It's like quoting musk on his predictions of the future but worse sama's motivates seem more complex than musks. (we know musk wants his companies to seem as valuable as possible so exaggerates things, but sama says stuff "like AI will probably lead to the end of the world… but in the meantime, there'll be great companies." What on earth does a person who says this actually think?)
The dude changes what he says based on who he’s talking to and then still always manages to do the wrong thing.
And yet Zuckerberg is creating an AI version of himself to interact with his employees... So one of these AI titans is presumably wrong.
Sorry, he's lying --- again.
Forget what he says and look at what he and others are doing --- the amount of money being spent on AI is truly epic.
Just 4 companies (Alpabet, Meta, Microsoft and Amazon) say they plan to spend $725 billion on AI this year.
If Sam is right now; if AI will not transform the job market, then this level of spending is an absolute waste and the "AI bubble" is actually way bigger than has been feared.
https://www.statista.com/chart/35046/capital-expenditure-of-...
I will tell you the same. Look at what Altman actually does to make the life of the "replaced because of AI workforce" a good life, not at his mouth.
Altman is a liar. It’s his profession. He hypes up the product in order to sell it to investors. Of course, he told everyone whose loyalty is to their shareholders and their own bonus payments that you will become exponentially more wealthy after replacing those pesky workers and their hard-fought rights with machines that never complain about working for too long or too hard and that he is selling such soulless Tinmen to the evil Fortune 500 witches at scale if they are interested.
You can’t trust the man on a single thing he says because his actions don’t line up with the words that leave his mouth. They never did.
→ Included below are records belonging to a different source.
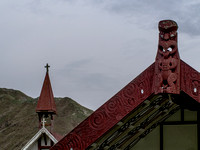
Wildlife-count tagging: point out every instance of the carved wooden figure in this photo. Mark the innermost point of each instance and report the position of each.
(167, 64)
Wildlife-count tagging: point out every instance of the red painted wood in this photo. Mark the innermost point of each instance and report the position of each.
(167, 64)
(190, 81)
(46, 101)
(109, 113)
(155, 79)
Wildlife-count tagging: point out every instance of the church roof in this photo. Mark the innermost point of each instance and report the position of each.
(141, 105)
(46, 101)
(38, 135)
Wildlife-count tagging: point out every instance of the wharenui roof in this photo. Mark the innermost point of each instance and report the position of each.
(46, 101)
(158, 92)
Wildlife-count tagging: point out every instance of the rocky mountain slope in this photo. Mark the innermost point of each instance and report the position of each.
(19, 121)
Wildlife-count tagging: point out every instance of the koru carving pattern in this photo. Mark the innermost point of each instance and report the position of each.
(167, 64)
(110, 113)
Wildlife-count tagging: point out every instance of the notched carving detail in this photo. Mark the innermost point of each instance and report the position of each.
(167, 64)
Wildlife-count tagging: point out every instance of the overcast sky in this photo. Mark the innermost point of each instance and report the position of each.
(94, 47)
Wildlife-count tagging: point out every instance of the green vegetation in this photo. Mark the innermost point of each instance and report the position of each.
(19, 121)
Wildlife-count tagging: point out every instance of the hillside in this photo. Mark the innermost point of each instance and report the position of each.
(19, 121)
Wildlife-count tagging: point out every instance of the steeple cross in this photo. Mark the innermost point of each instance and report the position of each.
(47, 67)
(43, 122)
Now he is lying again because he is unfortunately afraid of him and his family getting murdered, and AI can’t solve the problems he created by making the statement that AI will be able to do and replace most of the jobs employers pay humans for.
And now people actually see this, their friends and family members getting laid off by email, by AI or because of AI and suddenly their lives get exponentially worse instead of better.
Betting on AI is a losing bet either way. It’s a “dehumanising" technology, controlled by a handful of people at currently zero overall value for humanity itself, because the base of this technology is flawed by design. Hallucinations are not a bug, they are a baked in feature. It’s like building on sand.
This whole AI displacement of human values and creation won’t go down without a fight, what we see are just the first ripples of human collective anger and unlike in the movies, my bet is on the humans.
We will just add an "if it uses energy, we can shut it down" to the "if it bleeds, we can kill it".
That's not a law of nature, it's a consequence of the current system of laws, and only one of its problems among many others - this is important to understand because removing AI (an impossible task, but let's hallucinate), isn't going to fix the system.
> at currently zero overall value for humanity itself,
The value of AI is currently negative - the costs outweigh the benefits, but the reason for it is the rushed and economically reckless deployment. Again, that's not due to how AI has to be it's due to how we do it.
> This whole AI displacement of human values and creation won’t go down without a fight,
There are a lot of ways to "fight", the good ones don't involve getting physical or getting mad.
> what we see are just the first ripples of human collective anger and unlike in the movies, my bet is on the humans.
Anger is recipe for disasters. AI is here to stay, the cat is out of the bag, there's no way to put it back in, it's basic politics. Fixating on AI, instead of fixing our ways of using AI, is a major blunder.
The fix isn't as simple as "in the movies", it's outside of the mainstream but that space is a minefield too - there's a lot to learn before good choices can be made.